Sie verharrt kurz, ihr Atem geht stoßweise. „Ja“, presst sie hervor, „genau so.“ Dann senkt sie sich weiter, bis er ganz in ihr ist, bis sie auf seinen Hüften ruht und er sie bis zum Grund fühlen kann. Ein Schauer durchläuft sie, und sie schließt die Augen, ihr Kopf fällt zurück. „Du füllst mich so aus“, stöhnt sie. „Ich spüre dich in jeder Faser meines Seins.“
Sie beginnt sich zu bewegen, auf und ab, im Rhythmus des Feuers, das im Altar tanzt. Jede Aufwärtsbewegung reibt ihren Kitzler an seiner Schambeinfuge, und ihr Stöhnen wird lauter. Er packt ihre Hüften, führt ihre Bewegungen, und die Symbole auf ihrer Haut leuchten heller, pulsieren im Takt ihrer Stöße. Ich spüre, wie die Magie durch uns fließt, wie sie sich in meinem Blut ausbreitet, während meine Hüften gegen ihre schlagen. Jeder Stoß ist tiefer, härter, und ihr Stöhnen wird zu Schreien, die von den Steinwänden widerhallen.
„Ja, fick mich“, schreit sie, ihre Stimme ist schrill, die Kontrolle, die sie sonst so perfekt hält, zerbricht. „Fick mich, Kaelan! Ich will deinen Saft in mir spüren, die Magie, die in dir brennt!“ Ihre Hände graben sich in meine Schultern, ihre Nägel hinterlassen rote Streifen, aber der Schmerz ist süß, ein Katalysator für die Lust, die in mir aufsteigt.
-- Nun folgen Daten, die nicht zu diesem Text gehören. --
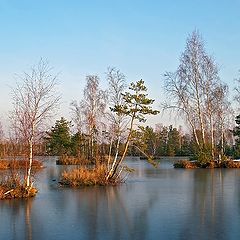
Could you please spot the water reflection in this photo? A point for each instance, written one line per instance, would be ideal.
(162, 203)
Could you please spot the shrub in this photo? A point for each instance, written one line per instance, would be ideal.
(185, 164)
(71, 160)
(13, 187)
(19, 164)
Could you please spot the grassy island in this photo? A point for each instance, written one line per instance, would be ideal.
(211, 164)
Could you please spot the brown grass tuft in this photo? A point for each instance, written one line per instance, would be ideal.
(19, 164)
(12, 187)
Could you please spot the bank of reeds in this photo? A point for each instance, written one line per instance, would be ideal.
(13, 187)
(213, 164)
(85, 176)
(71, 160)
(19, 164)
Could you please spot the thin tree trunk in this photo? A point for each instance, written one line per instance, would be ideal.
(125, 148)
(28, 183)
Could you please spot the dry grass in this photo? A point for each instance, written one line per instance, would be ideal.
(12, 187)
(87, 177)
(185, 164)
(70, 160)
(19, 164)
(191, 165)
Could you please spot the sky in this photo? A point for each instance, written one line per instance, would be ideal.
(143, 39)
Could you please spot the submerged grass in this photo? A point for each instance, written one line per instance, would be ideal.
(13, 187)
(19, 164)
(87, 177)
(70, 160)
(213, 164)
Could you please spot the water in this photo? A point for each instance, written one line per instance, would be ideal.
(163, 203)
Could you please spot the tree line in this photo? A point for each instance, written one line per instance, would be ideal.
(106, 124)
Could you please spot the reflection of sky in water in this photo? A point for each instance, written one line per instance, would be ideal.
(163, 203)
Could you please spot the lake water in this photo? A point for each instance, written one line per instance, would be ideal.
(163, 203)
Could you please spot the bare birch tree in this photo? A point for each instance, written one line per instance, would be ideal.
(117, 84)
(34, 101)
(197, 93)
(93, 107)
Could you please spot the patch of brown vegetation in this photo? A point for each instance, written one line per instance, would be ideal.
(14, 188)
(185, 164)
(86, 177)
(19, 164)
(71, 160)
(213, 164)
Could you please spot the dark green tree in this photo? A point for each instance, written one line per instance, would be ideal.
(59, 138)
(173, 144)
(236, 133)
(135, 105)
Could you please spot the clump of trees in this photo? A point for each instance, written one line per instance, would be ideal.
(34, 101)
(201, 98)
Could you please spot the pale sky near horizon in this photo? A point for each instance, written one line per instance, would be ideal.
(143, 39)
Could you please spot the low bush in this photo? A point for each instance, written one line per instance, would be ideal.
(185, 164)
(87, 177)
(71, 160)
(13, 187)
(19, 164)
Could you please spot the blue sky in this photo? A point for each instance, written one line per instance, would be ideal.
(141, 38)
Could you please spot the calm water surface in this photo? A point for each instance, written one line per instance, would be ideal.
(163, 203)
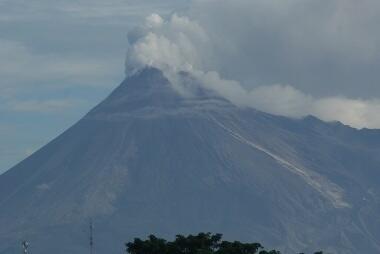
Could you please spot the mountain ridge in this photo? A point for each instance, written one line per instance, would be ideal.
(189, 164)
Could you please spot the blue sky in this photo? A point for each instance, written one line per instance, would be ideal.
(57, 60)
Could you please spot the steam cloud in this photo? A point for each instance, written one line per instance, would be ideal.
(180, 43)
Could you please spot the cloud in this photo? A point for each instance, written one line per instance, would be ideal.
(20, 65)
(180, 43)
(43, 106)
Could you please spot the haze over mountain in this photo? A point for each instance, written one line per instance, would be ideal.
(149, 159)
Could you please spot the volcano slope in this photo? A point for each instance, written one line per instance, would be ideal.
(148, 160)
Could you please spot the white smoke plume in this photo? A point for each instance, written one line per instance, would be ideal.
(179, 43)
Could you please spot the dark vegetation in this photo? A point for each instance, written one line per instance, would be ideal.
(203, 243)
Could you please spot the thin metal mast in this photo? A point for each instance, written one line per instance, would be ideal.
(25, 246)
(91, 236)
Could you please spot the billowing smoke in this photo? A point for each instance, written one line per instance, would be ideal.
(220, 49)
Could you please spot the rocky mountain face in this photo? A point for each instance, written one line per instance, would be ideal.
(149, 160)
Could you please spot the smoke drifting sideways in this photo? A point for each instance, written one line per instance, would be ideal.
(181, 44)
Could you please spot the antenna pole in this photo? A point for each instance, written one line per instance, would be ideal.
(25, 246)
(91, 236)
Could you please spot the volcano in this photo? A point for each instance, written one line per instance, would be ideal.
(150, 160)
Ich spüre, wie sich ihre Möse um mich zusammenzieht, wie sie kurz vor dem Höhepunkt steht.
Ich rolle sie auf den Rücken, ohne meinen Schwanz aus ihr zu ziehen. Sie liegt unter mir, ihre Beine um meine Hüften geschlungen, ihre Möse offen und bereit. Ich stoße wieder in sie, diesmal schneller, härter, jeder Stoß trifft ihren tiefsten Punkt. Ihre Brüste wippen im Rhythmus, und ich beuge mich vor, nehme eine Brustwarze in den Mund, sauge daran, während ich weiter in sie ficke. Sie schreit auf, als meine Zunge die harte Spitze umkreist, und ihre Hände vergraben sich in meinen Haaren.
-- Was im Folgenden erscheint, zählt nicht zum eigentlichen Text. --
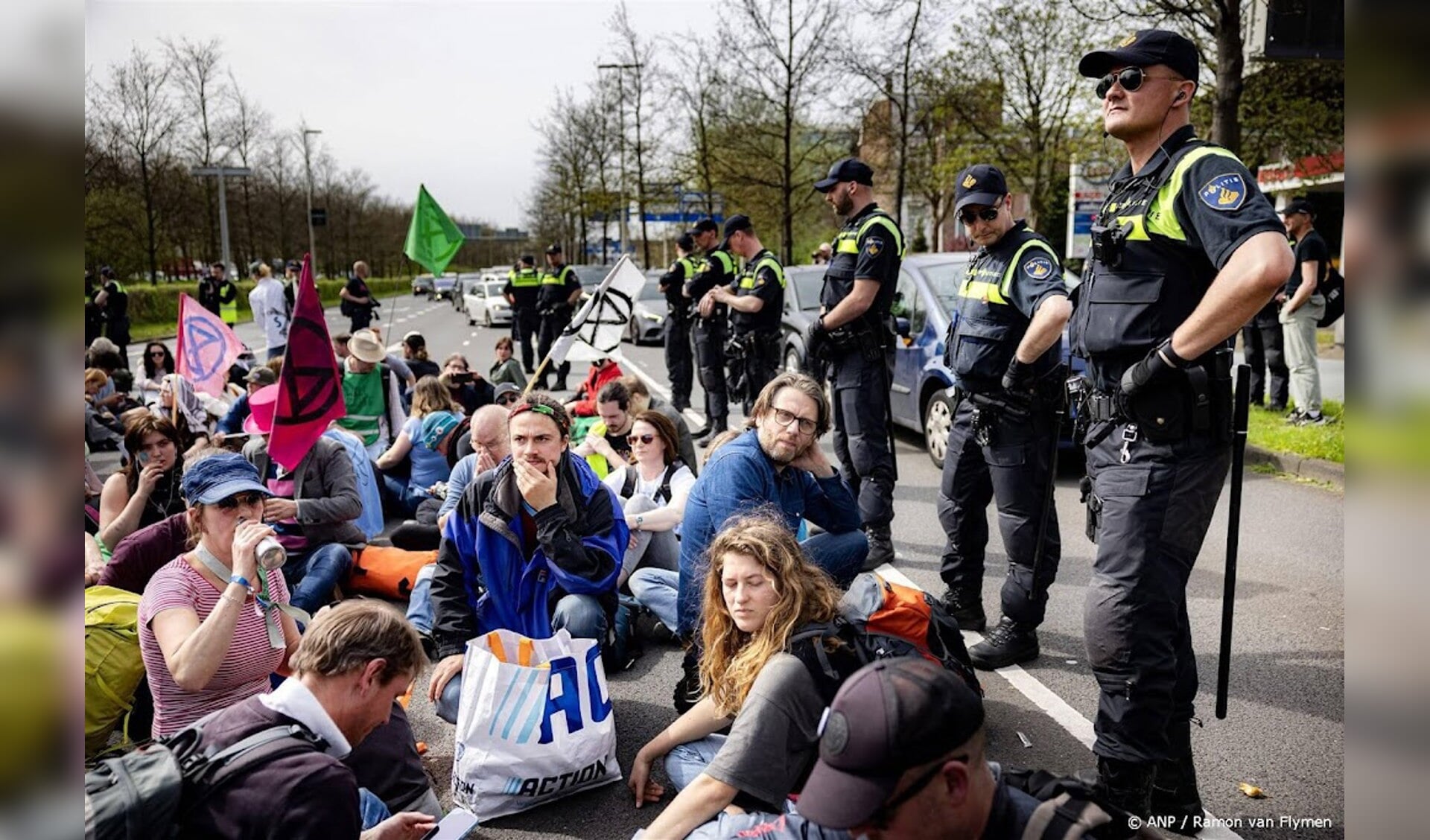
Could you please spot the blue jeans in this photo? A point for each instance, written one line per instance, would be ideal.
(657, 589)
(419, 603)
(582, 616)
(840, 555)
(314, 575)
„Ich komme“, keucht sie, ihr Körper beginnt zu zittern. „Ja, fick mich durch den Höhepunkt! Ich will es spüren!“ Ihre Möse zieht sich zusammen, wellenartig, und ich spüre, wie die Hitze in mir aufsteigt, wie mein Höhepunkt unvermeidlich wird. Ich stoße tiefer, fester, und als sie endgültig über die Kante fällt, ihr Körper sich unter mir aufbäumt, lasse auch ich los. Ein Schwall von Samen schießt in sie hinein, heiß und dick, während ich weiter in sie stoße, jeder Stoß von ihrem Orgasmus begleitet wird. Wir kommen zusammen, unsere Körper verschmelzen im Feuer der Magie, die um uns lodert.
Sie liegt unter mir, keuchend, ihre Haut glüht. Die Runen auf ihrem Körper leuchtern noch immer, aber jetzt sind sie mit meinem Samen vermischt, der aus ihrer Möse läuft. Sie lächelt, ein zufriedenes, wildes Lächeln. „Das Ritual ist vollendet“, flüstert sie. „Unser Pakt ist besiegelt.“ Sie zieht mich zu sich, küsst mich, und ich schmecke meinen eigenen Saft auf ihren Lippen. Die Magie fließt zwischen uns, ein endloser Kreislauf von Lust und Macht.